A Sportitalia, dove qualcuno non ha ancora capito che l'esperienza da me acquisita in 20 anni come inviato al seguito della Juventus mi dovrebbe garantire maggiore credibilità e interlocuzione, ho più volte affermato che l'inesperienza di Pirlo porterà, necessariamente, ad un noviziato non sempre incoraggiante. Così è stato a Roma. Le prime avvisaglie si sono registrate proprio contro i giallorossi, animati da generose motivazioni e da un Dzeko emozionato e nel contempo emozionante anche per un clamoroso gol del 3 a 1 calciato sul palo.
Pirlo ha dimostrato che la scommessa di Agnelli non può essere, almeno per il momento, condivisa. La Juve non è una provinciale in cerca di identità.
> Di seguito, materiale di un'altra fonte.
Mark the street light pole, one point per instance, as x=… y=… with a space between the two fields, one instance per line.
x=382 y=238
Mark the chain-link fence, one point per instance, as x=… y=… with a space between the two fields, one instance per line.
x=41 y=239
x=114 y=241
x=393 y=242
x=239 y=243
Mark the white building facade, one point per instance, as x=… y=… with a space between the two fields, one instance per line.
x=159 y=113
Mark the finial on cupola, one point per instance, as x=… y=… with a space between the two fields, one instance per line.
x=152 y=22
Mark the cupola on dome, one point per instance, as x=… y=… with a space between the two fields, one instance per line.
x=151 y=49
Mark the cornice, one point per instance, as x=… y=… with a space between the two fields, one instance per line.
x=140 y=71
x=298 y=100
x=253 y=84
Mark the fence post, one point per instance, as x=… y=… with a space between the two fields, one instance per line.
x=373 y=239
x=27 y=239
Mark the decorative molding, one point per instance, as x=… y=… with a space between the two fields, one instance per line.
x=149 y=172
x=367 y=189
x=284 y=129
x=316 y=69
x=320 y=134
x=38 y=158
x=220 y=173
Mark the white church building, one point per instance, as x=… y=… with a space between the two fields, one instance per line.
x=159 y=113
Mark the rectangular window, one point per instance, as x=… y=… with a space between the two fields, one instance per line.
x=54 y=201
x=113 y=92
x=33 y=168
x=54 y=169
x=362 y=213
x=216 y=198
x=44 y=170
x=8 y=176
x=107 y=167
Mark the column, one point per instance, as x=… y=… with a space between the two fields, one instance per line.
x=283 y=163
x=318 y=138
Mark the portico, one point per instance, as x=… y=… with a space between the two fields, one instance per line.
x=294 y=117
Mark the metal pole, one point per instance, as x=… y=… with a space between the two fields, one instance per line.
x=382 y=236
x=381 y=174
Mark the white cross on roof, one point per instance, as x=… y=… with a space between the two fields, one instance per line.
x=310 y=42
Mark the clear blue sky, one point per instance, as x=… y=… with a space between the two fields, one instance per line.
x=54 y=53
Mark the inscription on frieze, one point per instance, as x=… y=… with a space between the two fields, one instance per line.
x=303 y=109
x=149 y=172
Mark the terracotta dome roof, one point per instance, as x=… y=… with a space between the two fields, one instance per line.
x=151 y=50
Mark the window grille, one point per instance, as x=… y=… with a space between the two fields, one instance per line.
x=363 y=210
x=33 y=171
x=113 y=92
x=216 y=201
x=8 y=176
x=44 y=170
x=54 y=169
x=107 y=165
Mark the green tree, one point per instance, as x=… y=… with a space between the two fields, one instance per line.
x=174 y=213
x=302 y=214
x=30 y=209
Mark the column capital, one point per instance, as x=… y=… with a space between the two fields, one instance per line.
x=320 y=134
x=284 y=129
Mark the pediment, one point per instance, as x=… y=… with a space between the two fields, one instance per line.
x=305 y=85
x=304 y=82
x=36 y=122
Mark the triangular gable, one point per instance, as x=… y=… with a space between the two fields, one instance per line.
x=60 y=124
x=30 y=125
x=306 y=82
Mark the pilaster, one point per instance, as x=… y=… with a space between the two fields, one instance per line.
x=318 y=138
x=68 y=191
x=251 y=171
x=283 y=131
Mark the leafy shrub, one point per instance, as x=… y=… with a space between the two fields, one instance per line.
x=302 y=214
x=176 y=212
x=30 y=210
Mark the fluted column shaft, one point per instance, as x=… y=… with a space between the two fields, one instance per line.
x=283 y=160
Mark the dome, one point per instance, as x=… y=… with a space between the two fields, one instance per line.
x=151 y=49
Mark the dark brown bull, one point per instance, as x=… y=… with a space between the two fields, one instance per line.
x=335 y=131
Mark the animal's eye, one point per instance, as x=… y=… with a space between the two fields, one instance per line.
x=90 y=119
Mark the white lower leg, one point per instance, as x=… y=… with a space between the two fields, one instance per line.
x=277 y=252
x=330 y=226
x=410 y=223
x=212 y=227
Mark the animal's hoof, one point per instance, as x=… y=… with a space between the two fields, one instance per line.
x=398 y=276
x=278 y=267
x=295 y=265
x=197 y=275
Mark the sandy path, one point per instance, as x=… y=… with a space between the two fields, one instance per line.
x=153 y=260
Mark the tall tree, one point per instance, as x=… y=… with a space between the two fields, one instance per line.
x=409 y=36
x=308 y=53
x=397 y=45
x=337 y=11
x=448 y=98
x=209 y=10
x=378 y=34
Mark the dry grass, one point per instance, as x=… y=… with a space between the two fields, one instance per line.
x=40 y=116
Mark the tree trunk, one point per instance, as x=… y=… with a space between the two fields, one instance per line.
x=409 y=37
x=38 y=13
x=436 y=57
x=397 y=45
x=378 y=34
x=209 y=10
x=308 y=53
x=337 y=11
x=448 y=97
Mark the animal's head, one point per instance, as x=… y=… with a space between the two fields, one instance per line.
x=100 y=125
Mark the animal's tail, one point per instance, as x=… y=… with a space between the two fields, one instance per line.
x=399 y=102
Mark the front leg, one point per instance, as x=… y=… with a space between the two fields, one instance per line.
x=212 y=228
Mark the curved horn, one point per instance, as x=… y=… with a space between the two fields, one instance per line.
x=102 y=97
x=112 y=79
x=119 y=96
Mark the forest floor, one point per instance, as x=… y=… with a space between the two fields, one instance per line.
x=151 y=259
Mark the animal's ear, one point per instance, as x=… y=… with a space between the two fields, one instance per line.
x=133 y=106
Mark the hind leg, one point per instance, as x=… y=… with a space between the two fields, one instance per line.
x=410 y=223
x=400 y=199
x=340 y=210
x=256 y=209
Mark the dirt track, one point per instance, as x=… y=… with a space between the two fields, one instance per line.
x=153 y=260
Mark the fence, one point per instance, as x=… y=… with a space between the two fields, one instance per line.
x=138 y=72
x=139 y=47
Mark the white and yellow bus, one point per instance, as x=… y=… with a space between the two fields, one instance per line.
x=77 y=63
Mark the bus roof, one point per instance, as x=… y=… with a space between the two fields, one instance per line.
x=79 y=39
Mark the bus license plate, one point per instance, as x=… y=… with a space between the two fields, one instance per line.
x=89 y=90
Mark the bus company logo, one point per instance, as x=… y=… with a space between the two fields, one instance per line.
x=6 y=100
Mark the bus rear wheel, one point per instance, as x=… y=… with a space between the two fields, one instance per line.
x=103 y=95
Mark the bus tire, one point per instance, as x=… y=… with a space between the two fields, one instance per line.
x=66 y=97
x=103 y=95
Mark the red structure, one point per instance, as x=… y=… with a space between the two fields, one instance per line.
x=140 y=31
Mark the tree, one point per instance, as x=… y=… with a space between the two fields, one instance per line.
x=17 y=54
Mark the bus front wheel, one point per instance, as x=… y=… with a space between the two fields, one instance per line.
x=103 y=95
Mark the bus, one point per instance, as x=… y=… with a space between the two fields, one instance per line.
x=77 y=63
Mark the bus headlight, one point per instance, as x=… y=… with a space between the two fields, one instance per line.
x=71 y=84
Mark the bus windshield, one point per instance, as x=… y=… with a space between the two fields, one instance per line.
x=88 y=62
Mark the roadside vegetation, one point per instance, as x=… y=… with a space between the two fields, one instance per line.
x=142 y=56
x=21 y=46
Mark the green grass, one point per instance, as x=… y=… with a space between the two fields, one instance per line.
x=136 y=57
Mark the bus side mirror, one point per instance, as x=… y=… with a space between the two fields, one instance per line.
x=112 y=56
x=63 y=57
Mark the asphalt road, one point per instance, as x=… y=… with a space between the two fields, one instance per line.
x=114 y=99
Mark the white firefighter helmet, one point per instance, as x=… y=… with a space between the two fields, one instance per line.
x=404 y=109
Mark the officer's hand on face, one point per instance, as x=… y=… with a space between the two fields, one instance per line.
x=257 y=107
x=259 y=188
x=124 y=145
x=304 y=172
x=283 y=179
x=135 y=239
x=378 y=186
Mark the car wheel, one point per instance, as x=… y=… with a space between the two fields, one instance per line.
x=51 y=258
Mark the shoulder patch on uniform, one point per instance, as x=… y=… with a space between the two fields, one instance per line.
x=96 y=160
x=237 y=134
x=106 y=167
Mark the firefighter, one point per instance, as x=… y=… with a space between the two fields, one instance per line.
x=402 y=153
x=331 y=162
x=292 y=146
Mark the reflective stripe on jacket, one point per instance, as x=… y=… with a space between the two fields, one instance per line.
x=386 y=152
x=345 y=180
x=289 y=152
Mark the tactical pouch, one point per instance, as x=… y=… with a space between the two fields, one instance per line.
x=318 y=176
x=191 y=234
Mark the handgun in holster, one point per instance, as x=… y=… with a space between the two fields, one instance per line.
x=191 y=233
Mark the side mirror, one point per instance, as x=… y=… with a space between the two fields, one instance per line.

La Juventus è forgiata societariamente per vincere subito, sempre ed in ogni luogo. Non bastano speranzosi ed ottimistici proclami. Con i tempi che corrono e con squadre ormai uscite dal lungo annoso lockdown di vittorie (leggi principalmente l'Inter) il decimo scudetto consecutivo potrebbe rivelarsi un vero e proprio miraggio calcistico. Insomma Pirlo, novello tecnico, che ha ottenuto consensi quasi plebiscitari, non può permettersi di perdere tempo in test ed esperimenti inusuali per una "corazzata" del calibro della Juve. A Roma ciò è avvenuto in maniera solare con Mister Andrea alla ricerca di una formula e di un modulo convincente.
Partito con un 4 - 4 - 2 che ha mortificato l'esuberanza e le potenzialità offensive di Kulusevski, ha proseguito con una pirotecnica girandola di sostituzioni tendenti a ritoccare uno schema di gioco che, fino quel momento, aveva palesato evidenti criticità geometriche. Lo stesso Morata, inserito fin dall'inizio, è apparso estraneo ed avulso da una manovra che non è mai riuscita a decollare. Per dirla in altri termini, l'ex giocatore dell'Atletico di Madrid è stato sacrificato sull'altare dell'emotività e non certo in chiave puramente razionale.
Ancora una volta il salvatore della patria si è rivelato Ronaldo, capace di trasformare in oro anche i metalli di scarso pregio... Al di là di ogni metafora è sempre lui, CR7, l'asso nella manica di una Juve ancora pesantemente in work in progress. Ogni reparto necessita di aggiustamenti e di scelte definitive. Certi scompensi difensivi clamorosi, in occasione del secondo gol romanista, in cui una voragine difensiva ha dato il via ad una ripartenza devastante, sono inconcepibili per una formazione del lignaggio bianconero.
Lo stesso centrocampo ha balbettato più volte con il culmine raggiunto attraverso l'espulsione di Rabiot. Infine Kulusevski sacrificato in un ruolo di contenimento che ne ha confinato l'inventiva e la fantasia dinamica a ridosso dell'area di rigore avversaria. Rimane il punto racimolato all'Olimpico che limita il danno globale per una prestazione decisamente confusionale.
Una Juve da rivedere, nella speranza che certe macroscopiche smagliature possano velocemente rientrare.
Il compito è affidato a Pirlo, forse ancora acerbo, per problematiche e palcoscenici di così ampio respiro.